Kwa nini kabila la Wakurya bado wana mila za kizamani za kuwachagulia watoto wao wake/waume?

mbona unatapatapa mara msomi, mara elimu kidogo, mara mama mkwe, mara ndugu watano, mara una madhaifu kwani wewe madhaifu yaako ni mboga? au ni dawa? halafu ungeandika kiswahili tu maana naona hii lugha ya kule kwa mashoga nayo ni tatizo kwako! papara pia unazo sana jifunze kuishi na walimwengu sasa tukushauri kwa lipi?

Ha ha ha ha, thanks sana, naona jinsi ganai usivyokuwa na busara za kumshauri mtu!Kuhusu lugha, ivi wewe unadhani kuongea kiingereza ndo ujanja au kuwa unaelimu sana?Humu JF sio wote wanaojua kiingereza, anyway nsahona unataka mashindano na sio kutoa ushauri. In short we sema unavyoona.
 
Thanks for all your comments. I have learned a lot and I believe your comments will be of grat help in solving my problems. I did not like Somoche and Jestina's conversations!I did not post this thread for peole to insult one another, rather I neede your advice. Next time, please just give out your advice or comments and not as you did!

I am closing this thread guys.
Many thanks.
 
Thanks for all your comments.
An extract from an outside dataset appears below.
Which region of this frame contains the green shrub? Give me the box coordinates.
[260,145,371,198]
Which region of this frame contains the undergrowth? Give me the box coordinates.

I have learned a lot and I believe your comments will be of grat help in solving my problems. I did not like Somoche and Jestina's conversations!I did not post this thread for peole to insult one another, rather I neede your advice. Next time, please just give out your advice or comments and not as you did!

I am closing this thread guys.
Many thanks.

Thank you for expressing your intention to close the thread. I hope that you have learned a lot as you have indicated in your post. The way you structured your original thread it was destined to hurt people's feelings and arouse emotions. I wasn't surprised at all when some of the conversations turned confrontational. I am from Kurya tribe and I chose my wife without involving any member of my family. My parents, relatives and in laws got involved when my fiancee and I introduced ourselves to both sides and when they started discussing dowry. They all respected my decisions even though I know that some did not like my choice. However, they knew precisely which lines not to step when it comes to my private life involving my family to be. I suggest that you learn not to generalise some of the issues unless you have enough evidence to back your claims. Lastly, get that hubby of your to step up and take charge of his life, stop fighting a losing battle with your mother in law, and stop calling yourself a fiancee because you are a bonafide wife and in Kurya culture we don't have perpetual fianceeship. Ciao.